A minimal and universal representation of fermionic wavefunctions (fermions = bosons + one)
Liang Fu
TL;DR
This work tackles the long-standing challenge of efficiently representing fermionic wavefunctions by converting antisymmetric functions into symmetric ones on an enlarged space through a minimal signature encoder $\boldsymbol{\eta}$. The authors establish a parity-graded representation where a symmetric function of augmented coordinates, $\Psi(\mathbf{R},\boldsymbol{\eta})$, encodes Fermi statistics with $c=1$ or $2$, and the original fermionic state is recovered via an odd projection involving $\boldsymbol{\eta}$. They provide explicit constructions for signature encoders in 1D, 2D, and periodic boundary conditions in higher dimensions, and formulate a universal representation in terms of a permutation-invariant feature map $\boldsymbol{\xi}$ and an antisymmetric $\boldsymbol{\eta}$, yielding $\psi(\mathbf{R})=\frac{f(\boldsymbol{\xi}(\mathbf{R}),\boldsymbol{\eta}(\mathbf{R}))-f(\boldsymbol{\xi}(\mathbf{R}),-\boldsymbol{\eta}(\mathbf{R}))}{2}$. The feature dimension scales as $D\sim N^d$ or $D\sim N$ depending on the embedding strategy, offering a more efficient alternative to previous antisymmetric-only representations.
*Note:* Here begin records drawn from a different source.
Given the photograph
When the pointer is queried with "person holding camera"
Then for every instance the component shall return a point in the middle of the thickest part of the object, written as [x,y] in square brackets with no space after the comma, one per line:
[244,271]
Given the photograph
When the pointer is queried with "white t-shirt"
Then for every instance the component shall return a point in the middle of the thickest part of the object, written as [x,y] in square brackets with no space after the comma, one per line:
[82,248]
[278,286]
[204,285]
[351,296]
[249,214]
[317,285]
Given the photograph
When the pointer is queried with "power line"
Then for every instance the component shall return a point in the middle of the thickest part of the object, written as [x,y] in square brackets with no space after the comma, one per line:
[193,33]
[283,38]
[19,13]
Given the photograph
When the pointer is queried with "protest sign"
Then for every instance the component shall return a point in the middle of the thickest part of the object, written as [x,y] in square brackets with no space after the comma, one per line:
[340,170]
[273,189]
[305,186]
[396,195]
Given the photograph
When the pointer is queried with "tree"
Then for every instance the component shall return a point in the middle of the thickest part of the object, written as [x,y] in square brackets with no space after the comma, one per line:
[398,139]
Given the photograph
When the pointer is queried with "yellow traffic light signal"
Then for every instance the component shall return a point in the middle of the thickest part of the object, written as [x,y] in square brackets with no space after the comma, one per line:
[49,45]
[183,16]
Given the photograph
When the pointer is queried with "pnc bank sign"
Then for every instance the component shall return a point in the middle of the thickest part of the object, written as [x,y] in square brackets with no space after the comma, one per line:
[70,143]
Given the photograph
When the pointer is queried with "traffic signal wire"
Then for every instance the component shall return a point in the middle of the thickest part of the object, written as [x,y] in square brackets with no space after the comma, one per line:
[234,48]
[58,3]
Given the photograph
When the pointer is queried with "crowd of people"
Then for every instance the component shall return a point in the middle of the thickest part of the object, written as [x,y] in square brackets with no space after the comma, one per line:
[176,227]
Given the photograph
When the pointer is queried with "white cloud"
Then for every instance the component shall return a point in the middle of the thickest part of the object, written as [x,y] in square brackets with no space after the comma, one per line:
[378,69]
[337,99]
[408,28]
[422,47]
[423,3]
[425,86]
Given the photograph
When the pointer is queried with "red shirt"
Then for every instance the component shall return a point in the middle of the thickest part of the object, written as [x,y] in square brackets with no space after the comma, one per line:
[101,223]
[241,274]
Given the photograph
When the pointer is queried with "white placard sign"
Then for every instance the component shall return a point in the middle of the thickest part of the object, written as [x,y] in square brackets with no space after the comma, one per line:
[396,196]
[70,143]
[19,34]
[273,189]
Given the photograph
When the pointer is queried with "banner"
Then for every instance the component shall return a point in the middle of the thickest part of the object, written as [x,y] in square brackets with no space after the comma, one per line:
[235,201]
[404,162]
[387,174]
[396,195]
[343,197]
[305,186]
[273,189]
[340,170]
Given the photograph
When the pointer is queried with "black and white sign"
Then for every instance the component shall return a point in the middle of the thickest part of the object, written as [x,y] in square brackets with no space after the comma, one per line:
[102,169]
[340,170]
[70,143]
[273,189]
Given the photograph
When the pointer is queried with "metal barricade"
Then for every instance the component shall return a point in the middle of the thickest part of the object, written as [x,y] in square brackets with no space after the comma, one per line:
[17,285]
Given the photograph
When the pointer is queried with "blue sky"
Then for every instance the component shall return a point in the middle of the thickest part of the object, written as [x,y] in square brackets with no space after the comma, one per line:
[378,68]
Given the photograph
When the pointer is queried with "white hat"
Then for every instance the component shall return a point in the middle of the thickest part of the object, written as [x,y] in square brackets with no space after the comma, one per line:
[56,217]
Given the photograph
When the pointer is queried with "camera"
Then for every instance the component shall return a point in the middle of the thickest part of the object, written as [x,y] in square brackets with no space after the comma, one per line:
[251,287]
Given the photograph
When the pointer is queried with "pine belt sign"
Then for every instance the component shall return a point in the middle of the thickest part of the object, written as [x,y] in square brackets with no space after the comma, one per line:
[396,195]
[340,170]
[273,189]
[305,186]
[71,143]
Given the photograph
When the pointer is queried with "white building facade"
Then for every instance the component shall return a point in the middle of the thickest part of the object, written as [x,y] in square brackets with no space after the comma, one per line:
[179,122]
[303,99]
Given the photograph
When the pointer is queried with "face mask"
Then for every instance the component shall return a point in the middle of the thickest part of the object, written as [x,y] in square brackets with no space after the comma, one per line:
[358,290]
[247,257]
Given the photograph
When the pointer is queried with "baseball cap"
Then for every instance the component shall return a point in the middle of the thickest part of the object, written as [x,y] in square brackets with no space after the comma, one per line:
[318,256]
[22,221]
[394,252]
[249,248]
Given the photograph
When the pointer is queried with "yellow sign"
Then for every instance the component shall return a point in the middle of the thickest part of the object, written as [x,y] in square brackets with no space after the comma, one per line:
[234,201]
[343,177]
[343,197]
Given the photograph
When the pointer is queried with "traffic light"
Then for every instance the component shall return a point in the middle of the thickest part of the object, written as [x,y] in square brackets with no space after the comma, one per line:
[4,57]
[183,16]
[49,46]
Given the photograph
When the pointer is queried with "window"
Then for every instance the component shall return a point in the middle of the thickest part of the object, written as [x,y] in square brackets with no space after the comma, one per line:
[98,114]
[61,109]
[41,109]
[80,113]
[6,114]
This framework provides a rigorous foundation for scalable, systematically improvable neural-network solvers for many-electron systems while preserving exact fermionic antisymmetry by construction.
Abstract
Representing fermionic wavefunctions efficiently is a central problem in quantum physics, chemistry and materials science. In this work, we introduce a universal and exact representation of continuous antisymmetric functions by lifting them to continuous symmetric functions defined on an enlarged space. Building on this lifting, we obtain a \emph{parity-graded representation} of fermionic wavefunctions, expressed in terms of symmetric feature variables that encode particle configuration and antisymmetric feature variables that encode exchange statistics. This representation is both exact and minimal: the number of required features scales as $D\sim N^d$ ($d$ is spatial dimension) or $D\sim N$ depending on the symmetric feature maps employed. Our results provide a rigorous mathematical foundation for efficient representations of fermionic wavefunctions and enable scalable and systematically improvable neural network solvers for many-electron systems.